原則として以下の2つを要件として紹介した。

  • Adaptivility (change ahead)
    • 適応性。ビジネス・環境の変化にソフトウェアの変更が追従できるか。
  • Reuse
    • 再利用。コピペしない。オブジェクト指向もコピペをなるべくなくして、コンポーネントを上手に区切り、なるべくコードを再利用しやすいようにするのが始まりだった。
マイクロサービスとは
  • マーチンファウラ氏のブログの内容を時折引用。
    • 個々のコンポーネントはそれぞれ自分のデータを持つ。
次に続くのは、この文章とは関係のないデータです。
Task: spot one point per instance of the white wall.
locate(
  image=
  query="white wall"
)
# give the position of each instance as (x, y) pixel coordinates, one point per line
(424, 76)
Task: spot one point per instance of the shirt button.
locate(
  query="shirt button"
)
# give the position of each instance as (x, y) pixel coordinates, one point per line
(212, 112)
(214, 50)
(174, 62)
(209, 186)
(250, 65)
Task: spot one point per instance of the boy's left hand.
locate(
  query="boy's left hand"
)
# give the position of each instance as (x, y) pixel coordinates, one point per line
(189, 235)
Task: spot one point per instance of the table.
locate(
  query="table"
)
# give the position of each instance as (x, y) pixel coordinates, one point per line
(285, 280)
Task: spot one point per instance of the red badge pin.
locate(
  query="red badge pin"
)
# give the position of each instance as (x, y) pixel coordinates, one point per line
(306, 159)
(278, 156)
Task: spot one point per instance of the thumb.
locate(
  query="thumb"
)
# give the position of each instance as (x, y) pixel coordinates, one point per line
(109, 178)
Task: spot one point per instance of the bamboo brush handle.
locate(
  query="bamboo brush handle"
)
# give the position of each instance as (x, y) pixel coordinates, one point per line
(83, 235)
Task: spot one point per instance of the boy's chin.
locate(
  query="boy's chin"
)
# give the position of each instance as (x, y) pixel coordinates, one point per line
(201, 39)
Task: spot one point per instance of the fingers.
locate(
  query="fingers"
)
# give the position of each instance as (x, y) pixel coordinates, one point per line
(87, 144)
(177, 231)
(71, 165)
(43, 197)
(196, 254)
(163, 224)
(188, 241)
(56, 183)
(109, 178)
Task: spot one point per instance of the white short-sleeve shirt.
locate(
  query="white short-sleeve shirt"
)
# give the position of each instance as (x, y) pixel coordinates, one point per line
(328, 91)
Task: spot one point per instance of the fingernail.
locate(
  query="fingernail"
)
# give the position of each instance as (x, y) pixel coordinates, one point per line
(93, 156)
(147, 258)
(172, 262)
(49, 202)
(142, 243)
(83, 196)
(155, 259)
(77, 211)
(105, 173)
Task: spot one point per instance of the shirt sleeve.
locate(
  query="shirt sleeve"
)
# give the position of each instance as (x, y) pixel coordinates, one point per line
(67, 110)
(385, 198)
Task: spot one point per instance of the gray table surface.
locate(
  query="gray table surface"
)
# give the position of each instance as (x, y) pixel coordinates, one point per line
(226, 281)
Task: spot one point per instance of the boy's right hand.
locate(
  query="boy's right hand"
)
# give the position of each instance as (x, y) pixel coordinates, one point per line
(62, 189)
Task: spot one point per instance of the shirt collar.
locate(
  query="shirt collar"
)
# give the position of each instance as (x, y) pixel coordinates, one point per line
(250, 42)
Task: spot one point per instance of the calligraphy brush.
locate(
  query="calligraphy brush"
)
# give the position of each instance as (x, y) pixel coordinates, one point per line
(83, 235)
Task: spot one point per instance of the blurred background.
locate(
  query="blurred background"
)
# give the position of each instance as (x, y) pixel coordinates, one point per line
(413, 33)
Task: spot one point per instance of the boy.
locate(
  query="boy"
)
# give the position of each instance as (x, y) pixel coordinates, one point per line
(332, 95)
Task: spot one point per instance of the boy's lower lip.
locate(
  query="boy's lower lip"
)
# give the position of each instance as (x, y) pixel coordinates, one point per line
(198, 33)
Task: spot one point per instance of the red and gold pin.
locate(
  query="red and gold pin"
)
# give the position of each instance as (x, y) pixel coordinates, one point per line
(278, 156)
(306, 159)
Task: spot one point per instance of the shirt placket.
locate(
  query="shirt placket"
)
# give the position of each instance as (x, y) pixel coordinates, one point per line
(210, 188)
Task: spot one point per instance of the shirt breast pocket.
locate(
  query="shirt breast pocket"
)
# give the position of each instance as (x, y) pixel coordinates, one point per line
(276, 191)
小さなサービスごとにデータを分ける。
    • DDDでコンテキスト境界として紹介されている単位
    • 分散サービスの連携においては、トランザクションを使わずにeventual consistency(実質的なxxx)によって現実的な一貫性の保持を目指す
    • サービスは自らのライフサイクルを持つ
    • RESTやメッセージングなどの軽量なコミュニケーション手段を使う
      • 分散サービスの連携に、ESBのような複雑性を持ち込まない
  • 分散システム固有の設計には注意する必要
    • どれか1つが落ちていても、サービスが縮小継続できるように
    • モニタリングに手間が掛かるのは、分散の代償
OSGiについて
  • モジュラアーキテクチャを実現する上で、バージョンの管理とデプロイの分離が必要
  • OSGiでバンドルごとのバージョン管理、デプロイ分離を実現
  • MANIFEST.MFへのexport/import記述により、API実装の詳細を隠してモジュール公開することが可能
Amdatu

リモート分散環境でOSGiを使うためのソフトウェア。OSSとして公開。自分でリモート接続コードを書かなくても、内部的にうまくやってくれてユーザは各OSGiバンドルの開発に集中できるらしい。

まとめると、マイクロサービスの実現例の1つとして、OSGiを使って、リモート分散をAmdatuに使いましたよというセッションでした。

Banking on OpenJDK: How Goldman Sachs Is Using and Contributing to OpenJDK [CON5177]

Goldman Sachs社のOpenJDKへの取り組みに関するセッション。

Goldman SachsJava
  • 1998年頃からJavaを技術評価として利用開始
  • 2004年から自社コレクションフレームワークを作り始め(githubで公開中)
  • 2013年からOCAにサインして、OpenJDKへのコントリビュートを開始した
  • 190GB以上のヒープを持つシステム、大量の分岐があって、JITコードキャッシュに影響を与える特殊な環境が特徴的。
なぜOpenJDKに力を入れ始めたのか
  • ソースが見れるのが何よりも重要
    • 商用でクラッシュしても解析できる
    • HotSpotの内部で改善できそうな部分を自分たちで見つけることができる
  • パッチを投げることが、自分たちのためにも、コミュニティのためにもなる
どんな風にOpenJDKを使っている
  • トラブルシューティング、新規能の研究・検証に使用
    • JVMTIでアサーションエラーが発生したバグ解析とパッチ作成の事例を紹介
  • 今のところ、プロダクション環境では使っていない

OpenJDKしてのソースが公開により、筆者自身もAPIやHotspotでのトラブル時に大変助かっている。Redhat Enterprise Linuxを使っているシステムではOpenJDKがバンドルされていて気軽に使えるので、もっと使われるところが増えると嬉しい。